Toolkit-specific options

Matplotlib

Logging

If you are running pandoc-plot on a large document, you might want to turn on logging. You can do so via the configuration file as follows:

logging:
    # Possible verbosity values: debug, error, warning, info, silent
    # debug level shows all messages
    # error level shows all but debug messages, etc.
    verbosity: info
    
    # OPTIONAL: log to file
    # Remove line below to log to stderr
    filepath: log.txt

By default, pandoc-plot logs warnings and errors to the standard error stream only.

Strict mode

New in version 1.0.2.0

By default, pandoc-plot leaves code blocks unchanged if a figure fails to be rendered. This might be the case if a plotting toolkit is not installed, or if running the code to render a figure returns an error. In strict mode, pandoc-plot will immediately halt if it encounters a problem. You can activate strict mode via configuration:

strict: true

Strict mode is ideal if you want to ensure that the figures are correctly rendered in the document.

Other commands

Finding installed toolkits

You can determine which toolkits are available on your current machine using the pandoc-plot toolkits command. Here is the full help text:

Usage: pandoc-plot toolkits [--config PATH]

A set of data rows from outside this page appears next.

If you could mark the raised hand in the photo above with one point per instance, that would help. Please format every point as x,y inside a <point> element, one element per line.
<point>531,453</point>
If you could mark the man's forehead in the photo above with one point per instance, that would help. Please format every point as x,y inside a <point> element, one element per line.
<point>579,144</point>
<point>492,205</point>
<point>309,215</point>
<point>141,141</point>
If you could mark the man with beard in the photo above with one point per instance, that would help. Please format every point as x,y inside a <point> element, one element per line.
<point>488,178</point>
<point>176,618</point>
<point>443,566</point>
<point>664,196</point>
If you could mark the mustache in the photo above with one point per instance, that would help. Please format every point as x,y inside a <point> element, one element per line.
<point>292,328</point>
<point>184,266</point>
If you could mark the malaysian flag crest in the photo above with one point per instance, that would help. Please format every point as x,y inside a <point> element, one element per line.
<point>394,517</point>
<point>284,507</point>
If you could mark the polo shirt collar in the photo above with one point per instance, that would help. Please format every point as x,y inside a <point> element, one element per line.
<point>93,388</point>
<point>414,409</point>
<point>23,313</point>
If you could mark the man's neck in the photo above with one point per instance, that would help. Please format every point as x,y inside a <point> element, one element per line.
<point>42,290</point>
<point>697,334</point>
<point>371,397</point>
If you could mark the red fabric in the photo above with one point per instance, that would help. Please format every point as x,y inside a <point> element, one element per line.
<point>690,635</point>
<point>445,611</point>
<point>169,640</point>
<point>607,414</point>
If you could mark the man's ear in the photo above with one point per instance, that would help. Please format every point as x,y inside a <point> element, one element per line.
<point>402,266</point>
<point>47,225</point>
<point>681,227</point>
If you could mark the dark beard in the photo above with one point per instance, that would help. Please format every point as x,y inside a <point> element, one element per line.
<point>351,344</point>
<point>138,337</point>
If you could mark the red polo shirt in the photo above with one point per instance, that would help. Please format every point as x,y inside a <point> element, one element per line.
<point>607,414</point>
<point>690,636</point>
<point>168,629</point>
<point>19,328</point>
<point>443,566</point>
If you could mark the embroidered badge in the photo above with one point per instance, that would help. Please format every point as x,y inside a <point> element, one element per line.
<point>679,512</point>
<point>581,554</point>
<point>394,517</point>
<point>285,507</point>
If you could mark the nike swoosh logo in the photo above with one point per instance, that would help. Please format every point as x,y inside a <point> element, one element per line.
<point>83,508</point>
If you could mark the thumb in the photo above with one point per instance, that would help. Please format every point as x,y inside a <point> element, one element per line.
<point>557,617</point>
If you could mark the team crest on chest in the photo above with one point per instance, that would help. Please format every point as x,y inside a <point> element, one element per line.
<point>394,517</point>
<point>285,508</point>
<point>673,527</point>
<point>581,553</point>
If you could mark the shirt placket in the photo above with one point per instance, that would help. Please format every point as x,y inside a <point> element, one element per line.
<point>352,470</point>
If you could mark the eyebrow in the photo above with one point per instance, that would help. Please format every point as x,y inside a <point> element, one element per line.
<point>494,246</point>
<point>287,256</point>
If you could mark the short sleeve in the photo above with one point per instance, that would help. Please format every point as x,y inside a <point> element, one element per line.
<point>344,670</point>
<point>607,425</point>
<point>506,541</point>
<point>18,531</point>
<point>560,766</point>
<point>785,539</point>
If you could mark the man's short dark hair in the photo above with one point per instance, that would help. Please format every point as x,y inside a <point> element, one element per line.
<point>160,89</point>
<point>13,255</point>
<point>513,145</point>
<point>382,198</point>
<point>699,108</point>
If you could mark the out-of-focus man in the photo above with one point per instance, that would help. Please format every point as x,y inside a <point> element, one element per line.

  Show information on toolkits and exit.

Available options:
  --config PATH            Path to optional configuration file.
  -h,--help                Show this help text

Cleaning output

Figures produced by pandoc-plot can be placed in a few different locations. You can set a default location in the Configuration, but you can also re-direct specific figures in other directories if you use the directory=... argument in code blocks. These figures will build up over time. You can use the clean command to scan documents and delete the associated pandoc-plot output files. For example, to delete the figures generated from the input.md file:

pandoc-plot clean input.md

This sill remove all directories where a figure could have been placed. WARNING: all files will be removed.

Here is the full help text for the clean command:

Usage: pandoc-plot clean [--config PATH] FILE

  Clean output directories where figures from FILE and log files might be
  stored. WARNING: All files in those directories will be deleted.

Available options:
  --config PATH            Path to optional configuration file.
  -h,--help                Show this help text

Configuration template

Because pandoc-plot supports a few toolkits, there are a lot of configuration options. Don’t start from scratch! The write-example-config command will create a file for you, which you can then modify:

pandoc-plot write-example-config

You will need to re-name the file to .pandoc-ploy.yml to be able to use it, so don’t worry about overwriting your own configuration.

Here is the full help text for the write-example-config command:

Usage: pandoc-plot write-example-config [--path FILE]

  Write example configuration to a file and exit.

Available options:
  --path FILE              Target location of the configuration file. Default is
                           ".example-pandoc-plot.yml"
  -h,--help                Show this help text

As a Haskell library

To include the functionality of pandoc-plot in a Haskell package, you can use the make function (for single blocks) or plotFilter function (for entire documents). Take a look at the documentation on Hackage.

Usage with Hakyll

In case you want to use the filter with your own Hakyll setup, you can use a transform function that works on entire documents:

import Text.Pandoc.Filter.Plot (plotFilter, defaultConfiguration)
import Text.Pandoc.Definition (Pandoc, Format(..)) -- from pandoc-types
import Hakyll

plotFilter' :: Pandoc -> IO Pandoc
plotFilter' = 
  -- Notify pandoc-plot that the final conversion will be to HTML
  -- This helps give better error messages and adjust default values
  plotFilter defaultConfiguration (Just $ Format "html5") 

-- Unsafe compiler is required because of the interaction
-- in IO (i.e. running an external script).
makePlotPandocCompiler :: Compiler (Item String)
makePlotPandocCompiler = 
  pandocCompilerWithTransformM
    defaultHakyllReaderOptions
    defaultHakyllWriterOptions
    (unsafeCompiler . plotFilter')

Warning

Do not run this filter on unknown documents. There is nothing in pandoc-plot that can stop a script from performing evil actions.